By sharing these insights and experiences, we aim to empower Saab diesel vehicle owners with the knowledge to ensure optimal performance and longevity of their DPF systems.

8 Comments

    • Hi Richard,

      I have a 9-5 TiD SW MY 2009 (150000km). Here, in France, the MOT is required every two years and last summer my car barely made it through. Exhaust polution level was way too high.

      Since I’ve had the car (2012), I’ve encountered 1901 errors and ‘limp mode’ situations. My mechanic said the regeneration would work if i pushed the revs above 3500 rpm for at least 15 minutes. I’ve tried that, and also adding ‘regeneration’ liquid, but to no avail.

      So last october (another 1901 error and ‘limp’), I decided to do something about it:

      First, I cleaned out the EGR and the intake pipe. It had always seamed like a tricky operation, but it is in fact very straight forward. A few bolts and a connector. Scrape the soot out with a screwdriver or something equivalent. The result was very impressive: it didn’t solve the DPF problem, but the engine had a much more stable tick-over and sounded much better.

      Secondly, I tried to find companies that do DPF regeneration using specific products (like hydrogen…) with the exhaust in place. It didn’t seem convincing so I finally (upon the excellent advice of a friend) went for a solution with a company that removes the DPF from the car and ‘cleans’ it completely. No high temperature operation or sophisticated liquids. They simply rince the DPF and empty all the soot. The result was astounding !! More power, more torque, very pleasant accelerations, very smooth driving and, last but not least, lower fuel consumption (-10 to 15 %). No more 1901 error… It did cost me 300 euros, but it was worth every penny.

      I hope my experience can help others. In my case, I spent a lot of time trying to find an explanation / solution to the DPF problem until now.
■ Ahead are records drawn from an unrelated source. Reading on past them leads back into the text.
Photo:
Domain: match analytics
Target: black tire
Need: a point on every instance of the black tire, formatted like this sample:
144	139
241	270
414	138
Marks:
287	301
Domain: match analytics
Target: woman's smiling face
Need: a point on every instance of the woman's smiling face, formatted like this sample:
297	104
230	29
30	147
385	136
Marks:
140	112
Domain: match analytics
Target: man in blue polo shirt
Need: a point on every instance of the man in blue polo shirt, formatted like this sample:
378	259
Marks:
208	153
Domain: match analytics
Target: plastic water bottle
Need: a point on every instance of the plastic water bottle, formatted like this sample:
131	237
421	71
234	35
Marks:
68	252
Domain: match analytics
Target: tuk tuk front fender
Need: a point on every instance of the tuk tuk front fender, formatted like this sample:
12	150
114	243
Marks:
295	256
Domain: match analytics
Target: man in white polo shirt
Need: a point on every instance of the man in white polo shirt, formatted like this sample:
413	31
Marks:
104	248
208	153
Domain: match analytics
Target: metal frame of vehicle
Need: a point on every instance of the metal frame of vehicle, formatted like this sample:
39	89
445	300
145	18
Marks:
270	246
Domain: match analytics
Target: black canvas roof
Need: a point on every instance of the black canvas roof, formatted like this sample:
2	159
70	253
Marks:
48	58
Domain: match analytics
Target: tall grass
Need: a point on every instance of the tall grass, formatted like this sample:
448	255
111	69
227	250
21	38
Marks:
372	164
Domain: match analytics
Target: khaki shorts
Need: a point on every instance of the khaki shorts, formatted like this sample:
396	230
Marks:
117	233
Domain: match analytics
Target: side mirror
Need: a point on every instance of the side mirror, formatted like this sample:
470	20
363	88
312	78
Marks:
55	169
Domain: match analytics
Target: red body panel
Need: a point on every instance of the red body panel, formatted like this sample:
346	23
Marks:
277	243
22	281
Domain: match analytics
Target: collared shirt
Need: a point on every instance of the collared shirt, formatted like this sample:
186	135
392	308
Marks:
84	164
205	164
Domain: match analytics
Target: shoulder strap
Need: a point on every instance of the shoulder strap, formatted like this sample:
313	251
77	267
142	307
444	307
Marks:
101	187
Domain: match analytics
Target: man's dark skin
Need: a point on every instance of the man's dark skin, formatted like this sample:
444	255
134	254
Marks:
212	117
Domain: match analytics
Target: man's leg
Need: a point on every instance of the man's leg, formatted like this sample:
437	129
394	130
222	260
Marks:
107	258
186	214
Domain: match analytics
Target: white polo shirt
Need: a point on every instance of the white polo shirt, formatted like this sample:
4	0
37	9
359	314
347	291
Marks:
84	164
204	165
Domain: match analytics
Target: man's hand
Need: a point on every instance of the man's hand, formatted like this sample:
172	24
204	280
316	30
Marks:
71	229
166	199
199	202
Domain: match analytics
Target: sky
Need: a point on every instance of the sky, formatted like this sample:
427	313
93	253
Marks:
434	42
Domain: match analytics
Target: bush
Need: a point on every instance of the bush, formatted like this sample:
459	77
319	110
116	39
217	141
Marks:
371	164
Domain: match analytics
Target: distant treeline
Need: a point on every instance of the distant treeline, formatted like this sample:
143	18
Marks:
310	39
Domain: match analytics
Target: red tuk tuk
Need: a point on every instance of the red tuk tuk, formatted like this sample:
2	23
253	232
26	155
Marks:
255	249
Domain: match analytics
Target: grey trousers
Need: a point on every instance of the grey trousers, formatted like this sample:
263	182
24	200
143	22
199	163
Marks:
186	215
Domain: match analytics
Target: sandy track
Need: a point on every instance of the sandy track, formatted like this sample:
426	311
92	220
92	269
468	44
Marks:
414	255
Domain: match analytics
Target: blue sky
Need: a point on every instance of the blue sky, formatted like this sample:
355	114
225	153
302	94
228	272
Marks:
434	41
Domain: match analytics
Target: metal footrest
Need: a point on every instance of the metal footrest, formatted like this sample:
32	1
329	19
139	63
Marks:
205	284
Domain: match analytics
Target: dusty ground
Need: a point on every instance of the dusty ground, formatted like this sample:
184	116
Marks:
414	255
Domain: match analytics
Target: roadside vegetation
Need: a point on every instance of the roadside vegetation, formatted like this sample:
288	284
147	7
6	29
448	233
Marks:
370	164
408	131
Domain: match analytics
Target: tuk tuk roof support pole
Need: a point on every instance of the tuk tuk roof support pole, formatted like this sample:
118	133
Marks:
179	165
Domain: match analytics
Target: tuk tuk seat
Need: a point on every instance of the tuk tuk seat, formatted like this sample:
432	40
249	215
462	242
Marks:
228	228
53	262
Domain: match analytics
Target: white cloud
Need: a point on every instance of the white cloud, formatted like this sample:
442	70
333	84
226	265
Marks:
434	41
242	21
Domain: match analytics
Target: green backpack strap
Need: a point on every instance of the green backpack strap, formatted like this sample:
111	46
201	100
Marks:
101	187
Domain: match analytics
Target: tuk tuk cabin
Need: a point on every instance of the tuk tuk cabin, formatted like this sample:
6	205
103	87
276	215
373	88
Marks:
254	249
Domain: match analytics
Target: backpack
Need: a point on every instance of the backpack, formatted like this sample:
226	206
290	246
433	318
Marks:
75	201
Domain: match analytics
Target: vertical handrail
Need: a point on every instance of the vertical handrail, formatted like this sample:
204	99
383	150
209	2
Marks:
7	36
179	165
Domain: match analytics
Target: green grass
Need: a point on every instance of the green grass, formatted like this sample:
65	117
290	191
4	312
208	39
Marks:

      Take care of yourself and your SAABs,

      John Young

  • Do you know whether it is also possible to determine the ash content (not soot) or the end of life of the particulate filter?

    • Hi Frank, I have the eSid3 on my TTiD Aero and can confirm that it does NOT give a reading of ash level or end of life.

  • For the typical Saab owner this is utterly pointless and potentially dangerous. Instead of normal driving and driving to suit the surroundings the driver is now concentrating on driving to cater for a re gen. Thousands of Saab’s being driven every day not running with DPF issues are proof enough this gadget at best is for the over zealous enthusiast. If Saab didn’t give the SID info it’s because they didn’t believe it necessary or safe.

  • What is the forced method, .I’ll mist deisrls you usually run for 10 minutes or so at 3ooo rpm to clear a dpf? Does a a 93 require special codes etc to do it?